In Eugene, Oregon, The Oregonian reports:
  • A former Eugene property manager pleaded guilty [] in federal court to swindling more than $3.5 million from property owners and investors.

    Terry Shockley, owner and operator of now-defunct TS Property Management, was one of the largest landlords in the Eugene area. He'll be sentenced in September, according to the U.S. Attorney's Office.

    Shockley, 63, pleaded guilty to two counts of wire fraud in U.S. District Court in Eugene, the Register-Guard reported. He agreed to a restitution order for the entirety of his victims' losses as part of a plea agreement, federal prosecutors said in a news release.

    He faces as much as 20 years in prison on each count, prosecutors said.

    Officials began investigating Shockley after one of his clients told the Oregon Real Estate Agency in November 2014 that checks from Shockley's company were returned because of insufficient funds, according to court records.

    The agency, which is tasked with regulating almost 700 property managers in the state, found that Shockley had falsified bank documents previously provided to the agency as part of a 2013 mail-in audit.

    Investigators also determined that Shockley swindled money and property from TS Property Management clients, client-investors and others.
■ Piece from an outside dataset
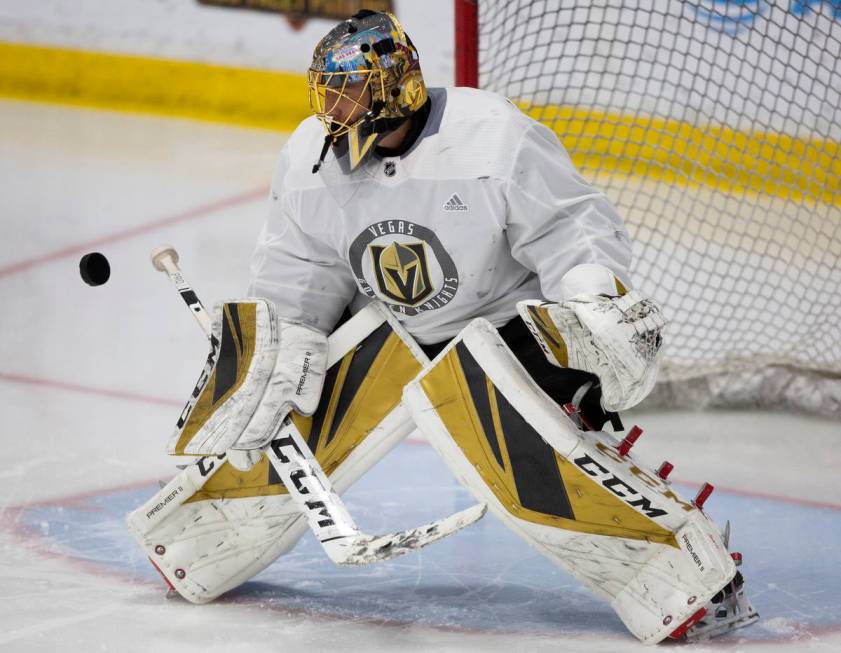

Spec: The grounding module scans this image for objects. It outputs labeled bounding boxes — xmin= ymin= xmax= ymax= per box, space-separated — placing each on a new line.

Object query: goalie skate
xmin=680 ymin=525 xmax=760 ymax=640
xmin=679 ymin=572 xmax=760 ymax=640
He did this, court records show, under "materially false and fraudulent pretenses, representations, and promises."

    That includes paying the company's operating expenses with misappropriated funds and withdrawing "large sums of money" for personal use.

    The agency also found that he kept all rent and deposit funds in one trust account when they should have been kept in separate accounts, according to the court records. The single account hadn't been reconciled in more than two decades.

    Shockley had been the sole signer for the company's accounts, court records show. He was the only person who decided what bills should be paid and when the company would pay them. The company didn't have any financial controls or reporting that tracked its monthly expenses or income, court records show.

    He was managing about 350 properties, according to the court records.